Transponho para o Brasil. Defendia ser necessário um verdadeiro ensino voltado para o mercado de trabalho, investimento público e privado apoiado numa fiscalidade eficaz, legislação clara e estável, menos burocracia, poder judiciário ágil, sistema eleitoral verdadeiramente representativo e o compromisso responsável dos agentes políticos encarregues do governo. Não se reivindica nada de novo, a não ser reivindicar o mesmo teimosamente, ao longo de todos esses anos em prol do seu país.

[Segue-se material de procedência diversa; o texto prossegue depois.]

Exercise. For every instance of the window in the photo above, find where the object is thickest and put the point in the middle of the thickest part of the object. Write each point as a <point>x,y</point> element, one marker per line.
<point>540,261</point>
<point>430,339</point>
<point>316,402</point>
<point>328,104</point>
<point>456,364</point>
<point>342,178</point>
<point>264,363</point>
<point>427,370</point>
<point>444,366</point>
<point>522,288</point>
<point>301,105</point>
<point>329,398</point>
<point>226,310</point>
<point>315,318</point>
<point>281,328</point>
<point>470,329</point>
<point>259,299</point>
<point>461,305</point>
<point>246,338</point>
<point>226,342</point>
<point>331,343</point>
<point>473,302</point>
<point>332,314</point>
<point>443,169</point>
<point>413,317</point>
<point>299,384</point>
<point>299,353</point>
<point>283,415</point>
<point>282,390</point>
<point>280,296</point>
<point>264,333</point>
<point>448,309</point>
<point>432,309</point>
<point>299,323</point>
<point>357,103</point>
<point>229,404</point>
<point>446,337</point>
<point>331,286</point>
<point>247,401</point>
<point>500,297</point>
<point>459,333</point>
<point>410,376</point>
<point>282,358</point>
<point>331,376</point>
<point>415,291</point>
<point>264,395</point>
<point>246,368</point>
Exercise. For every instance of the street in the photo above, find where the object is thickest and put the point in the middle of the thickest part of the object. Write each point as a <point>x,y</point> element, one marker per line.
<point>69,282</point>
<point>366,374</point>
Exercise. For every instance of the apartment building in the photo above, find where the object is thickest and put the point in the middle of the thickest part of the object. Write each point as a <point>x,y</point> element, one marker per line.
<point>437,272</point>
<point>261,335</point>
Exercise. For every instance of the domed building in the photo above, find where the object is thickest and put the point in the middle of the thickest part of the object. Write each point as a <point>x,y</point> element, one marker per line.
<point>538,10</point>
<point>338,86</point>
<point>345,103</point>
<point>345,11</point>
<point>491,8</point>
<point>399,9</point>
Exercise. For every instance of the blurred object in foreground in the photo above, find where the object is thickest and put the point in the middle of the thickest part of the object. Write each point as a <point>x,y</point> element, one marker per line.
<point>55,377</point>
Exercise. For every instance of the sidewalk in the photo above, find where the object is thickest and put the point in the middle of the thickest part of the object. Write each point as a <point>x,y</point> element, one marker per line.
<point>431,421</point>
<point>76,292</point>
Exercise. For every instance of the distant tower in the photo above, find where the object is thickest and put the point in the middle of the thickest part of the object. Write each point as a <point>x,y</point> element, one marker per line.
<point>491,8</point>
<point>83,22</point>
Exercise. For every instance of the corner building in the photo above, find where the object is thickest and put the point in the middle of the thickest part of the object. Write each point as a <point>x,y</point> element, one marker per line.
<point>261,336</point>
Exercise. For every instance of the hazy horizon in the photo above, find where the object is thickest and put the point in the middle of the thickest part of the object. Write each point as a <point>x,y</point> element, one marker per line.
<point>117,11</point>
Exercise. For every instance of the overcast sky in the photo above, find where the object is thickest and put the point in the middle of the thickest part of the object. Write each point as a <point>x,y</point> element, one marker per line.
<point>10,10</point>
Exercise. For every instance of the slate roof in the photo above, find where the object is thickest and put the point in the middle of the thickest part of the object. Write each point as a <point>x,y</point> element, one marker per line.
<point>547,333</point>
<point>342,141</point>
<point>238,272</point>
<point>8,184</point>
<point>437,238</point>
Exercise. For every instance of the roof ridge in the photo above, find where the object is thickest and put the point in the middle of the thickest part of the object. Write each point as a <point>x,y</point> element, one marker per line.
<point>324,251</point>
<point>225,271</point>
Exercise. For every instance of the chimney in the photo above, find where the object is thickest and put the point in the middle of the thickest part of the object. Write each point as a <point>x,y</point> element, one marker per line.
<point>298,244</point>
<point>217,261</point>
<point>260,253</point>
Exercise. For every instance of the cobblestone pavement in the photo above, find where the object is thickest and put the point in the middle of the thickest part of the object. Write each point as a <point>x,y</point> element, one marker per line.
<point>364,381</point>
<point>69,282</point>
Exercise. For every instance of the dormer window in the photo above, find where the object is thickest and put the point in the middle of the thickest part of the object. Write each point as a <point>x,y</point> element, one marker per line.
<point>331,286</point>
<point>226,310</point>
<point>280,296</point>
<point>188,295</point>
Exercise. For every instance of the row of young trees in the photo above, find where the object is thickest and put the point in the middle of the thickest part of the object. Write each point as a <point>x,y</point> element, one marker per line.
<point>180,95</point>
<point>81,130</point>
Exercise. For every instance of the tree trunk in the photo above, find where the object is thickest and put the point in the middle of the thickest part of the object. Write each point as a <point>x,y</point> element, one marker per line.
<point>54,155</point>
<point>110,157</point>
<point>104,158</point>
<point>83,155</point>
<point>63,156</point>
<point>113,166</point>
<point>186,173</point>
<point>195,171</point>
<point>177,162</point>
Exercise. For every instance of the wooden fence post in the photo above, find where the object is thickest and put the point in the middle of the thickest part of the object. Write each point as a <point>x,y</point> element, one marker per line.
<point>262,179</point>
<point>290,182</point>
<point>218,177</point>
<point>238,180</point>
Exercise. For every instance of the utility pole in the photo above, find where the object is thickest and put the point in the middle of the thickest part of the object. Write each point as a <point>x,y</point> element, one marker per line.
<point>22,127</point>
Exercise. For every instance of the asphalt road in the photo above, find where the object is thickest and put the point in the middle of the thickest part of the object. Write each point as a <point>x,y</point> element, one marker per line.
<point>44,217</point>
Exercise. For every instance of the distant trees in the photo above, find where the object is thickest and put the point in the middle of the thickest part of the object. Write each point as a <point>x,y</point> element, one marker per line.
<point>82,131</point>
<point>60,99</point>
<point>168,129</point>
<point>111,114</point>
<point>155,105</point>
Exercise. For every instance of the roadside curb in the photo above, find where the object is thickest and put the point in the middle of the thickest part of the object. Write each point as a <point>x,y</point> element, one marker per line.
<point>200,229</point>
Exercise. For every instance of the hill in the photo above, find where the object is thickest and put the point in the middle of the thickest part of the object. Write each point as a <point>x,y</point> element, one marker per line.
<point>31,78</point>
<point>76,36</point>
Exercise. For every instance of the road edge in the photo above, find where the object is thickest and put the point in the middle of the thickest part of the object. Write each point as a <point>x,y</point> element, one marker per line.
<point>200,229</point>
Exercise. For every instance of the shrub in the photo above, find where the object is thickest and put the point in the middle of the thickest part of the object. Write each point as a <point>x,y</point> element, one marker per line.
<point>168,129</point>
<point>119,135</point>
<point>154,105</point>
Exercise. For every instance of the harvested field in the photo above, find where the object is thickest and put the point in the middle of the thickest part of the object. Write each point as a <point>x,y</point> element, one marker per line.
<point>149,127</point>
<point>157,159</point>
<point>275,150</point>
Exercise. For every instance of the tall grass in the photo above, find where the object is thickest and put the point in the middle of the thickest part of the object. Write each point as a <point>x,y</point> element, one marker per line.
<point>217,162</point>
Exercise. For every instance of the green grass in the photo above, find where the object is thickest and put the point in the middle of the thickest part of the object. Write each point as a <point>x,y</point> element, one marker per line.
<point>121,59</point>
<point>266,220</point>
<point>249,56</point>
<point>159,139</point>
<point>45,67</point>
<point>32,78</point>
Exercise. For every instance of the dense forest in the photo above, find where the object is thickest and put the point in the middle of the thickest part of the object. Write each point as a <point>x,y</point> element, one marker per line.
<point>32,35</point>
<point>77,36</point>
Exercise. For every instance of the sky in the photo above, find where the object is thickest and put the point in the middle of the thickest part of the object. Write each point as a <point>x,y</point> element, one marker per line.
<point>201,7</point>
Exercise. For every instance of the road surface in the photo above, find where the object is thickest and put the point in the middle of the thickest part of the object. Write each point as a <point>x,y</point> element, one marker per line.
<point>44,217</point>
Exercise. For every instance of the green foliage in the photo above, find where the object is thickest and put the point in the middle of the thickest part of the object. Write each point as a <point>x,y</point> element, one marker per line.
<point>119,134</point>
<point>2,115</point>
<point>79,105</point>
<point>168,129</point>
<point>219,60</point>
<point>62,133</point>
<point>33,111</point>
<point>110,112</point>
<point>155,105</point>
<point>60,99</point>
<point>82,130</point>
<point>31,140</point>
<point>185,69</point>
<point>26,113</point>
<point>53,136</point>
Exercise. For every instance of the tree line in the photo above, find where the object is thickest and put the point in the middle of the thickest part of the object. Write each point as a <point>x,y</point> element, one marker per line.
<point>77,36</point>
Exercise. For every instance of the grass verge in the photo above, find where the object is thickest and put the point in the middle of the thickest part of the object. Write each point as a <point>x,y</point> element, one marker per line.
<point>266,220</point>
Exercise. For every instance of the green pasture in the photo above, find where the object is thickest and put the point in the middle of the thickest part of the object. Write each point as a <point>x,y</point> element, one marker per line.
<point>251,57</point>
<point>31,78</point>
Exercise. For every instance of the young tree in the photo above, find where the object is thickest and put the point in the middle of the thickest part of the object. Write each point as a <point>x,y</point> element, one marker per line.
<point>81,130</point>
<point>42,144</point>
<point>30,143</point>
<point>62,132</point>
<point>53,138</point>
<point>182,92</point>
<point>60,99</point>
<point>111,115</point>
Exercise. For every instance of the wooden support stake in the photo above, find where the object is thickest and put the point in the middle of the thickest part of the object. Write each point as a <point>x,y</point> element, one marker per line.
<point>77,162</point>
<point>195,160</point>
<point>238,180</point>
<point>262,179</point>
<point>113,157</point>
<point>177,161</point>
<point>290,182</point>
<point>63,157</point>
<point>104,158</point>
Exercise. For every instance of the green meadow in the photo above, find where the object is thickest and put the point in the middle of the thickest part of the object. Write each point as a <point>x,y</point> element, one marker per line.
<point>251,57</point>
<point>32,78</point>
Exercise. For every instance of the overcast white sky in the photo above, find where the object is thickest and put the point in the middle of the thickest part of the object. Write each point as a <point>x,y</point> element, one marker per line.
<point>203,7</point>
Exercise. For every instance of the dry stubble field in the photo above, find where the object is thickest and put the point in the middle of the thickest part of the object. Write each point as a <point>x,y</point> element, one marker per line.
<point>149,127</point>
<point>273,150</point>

Admiro pessoas assim. Admiro seu estoicismo nesses tempos de desilusão e desesperança, desconfiança e alheamento. Custa-nos muito vermo-nos desamparados, sem perspetivas de mudança ou mesmo de encontrar um nome de consenso que personifique lisura e competência para mudar o rumo. Fazer as coisas certas que todos sabem dizer, mas que é difícil fazer porque contraria o interesse de poderosos. Não nos podemos acomodar!
Medina Carreira quis mudar o rumo. Não conseguiu. Deu-nos a orientação correta. Continuou lutando sem descanso a sua maneira. Faz-nos muita falta. Aqui ou em qualquer lugar.